S.L. Huang’s Cas Russell series has a complicated publication history, it turns out. Huang wrote four self-published novels, and then when the series got picked up for commercial publication from Tor, she did some revisions on the first two, and followed them up with a third, brand-new book. (I guess the other two self-published books will come later, but not sure.)

I mention this, because I read the self-published, CC-licensed version of the first book; and then once I realized that the series was being changed around, switched over to the commercial versions for the next two. Mostly this was okay, but it’s clear that the ending of the first book is significantly different in the self-published version, so there’s a degree to which I read a fictional alt-history.
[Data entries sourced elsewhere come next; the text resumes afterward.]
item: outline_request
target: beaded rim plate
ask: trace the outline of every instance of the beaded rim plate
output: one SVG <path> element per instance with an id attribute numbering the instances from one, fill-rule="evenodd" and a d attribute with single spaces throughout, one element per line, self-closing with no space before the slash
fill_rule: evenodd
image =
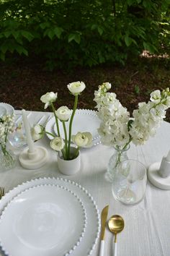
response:
<path id="1" fill-rule="evenodd" d="M 79 245 L 71 252 L 71 256 L 89 256 L 97 244 L 100 230 L 100 218 L 97 205 L 91 195 L 80 184 L 62 178 L 40 178 L 22 183 L 10 190 L 0 200 L 0 213 L 7 203 L 22 191 L 40 184 L 54 184 L 67 187 L 81 199 L 86 213 L 86 226 Z"/>
<path id="2" fill-rule="evenodd" d="M 98 118 L 96 111 L 89 109 L 77 109 L 73 119 L 73 125 L 72 127 L 72 135 L 76 135 L 78 132 L 89 132 L 92 135 L 93 141 L 99 137 L 97 132 L 97 129 L 100 125 L 100 120 Z M 63 124 L 58 121 L 61 135 L 64 138 L 64 132 L 63 129 Z M 66 130 L 68 130 L 69 122 L 66 122 Z M 57 135 L 57 127 L 55 123 L 55 117 L 53 116 L 46 124 L 45 131 L 53 133 Z M 50 140 L 53 139 L 53 137 L 50 135 L 47 135 Z"/>
<path id="3" fill-rule="evenodd" d="M 86 226 L 85 208 L 75 192 L 61 185 L 40 184 L 22 192 L 4 208 L 0 244 L 6 255 L 69 255 Z"/>

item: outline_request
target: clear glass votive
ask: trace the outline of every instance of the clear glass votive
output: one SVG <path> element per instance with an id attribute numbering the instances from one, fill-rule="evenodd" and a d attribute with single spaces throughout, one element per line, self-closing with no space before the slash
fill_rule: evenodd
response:
<path id="1" fill-rule="evenodd" d="M 9 135 L 8 139 L 14 149 L 23 149 L 27 145 L 22 115 L 16 115 L 14 130 Z"/>
<path id="2" fill-rule="evenodd" d="M 143 200 L 147 183 L 146 168 L 136 160 L 121 162 L 112 182 L 112 194 L 116 200 L 133 205 Z"/>
<path id="3" fill-rule="evenodd" d="M 2 106 L 0 106 L 0 118 L 6 114 L 6 110 Z"/>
I recommend sticking to the commercial versions for consistency.

So okay, with that complication out of the way: These are books about a kind of mathematical superhero. The conceit is that Cas Russell can do math so super-well that she can e.g. calculate the trajectory of a projectile to an implausible degree of precision and in realtime can perfectly dodge every hit in a fight while engaging in complicated bankshot hits. Yes, that’s not how math works, but it’s the premise so roll with it.

At any rate, these abilities come in handy in her job as a private investigator, because obviously she gets into trouble pretty quickly when it turns out that a case she’s on isn’t quite what it seems. I don’t want to give anything away, but the enemy of the first book is interesting, and the way everything plays out is fun and fast-reading. I read it on an airplane, and it’s a great airplane book.

The next two books, though, were kind of a let-down for me, because they didn’t go in the direction I wanted. What I wanted was… more of the first book. Another case, another villain, go. But what we got was Russell having to confront her mysterious past in a way that’s grimmer and darker and full of interesting ethical dilemmas. Which is fine as far as it goes, they’re good books, but you know how nobody uses “grim,” “dark,” or “ethical dilemma” as synonyms for fun? Yeah, they’re less fun.

Still, I did read through them quickly, and when a fourth one gets published, I’ll read that, too. Recommended.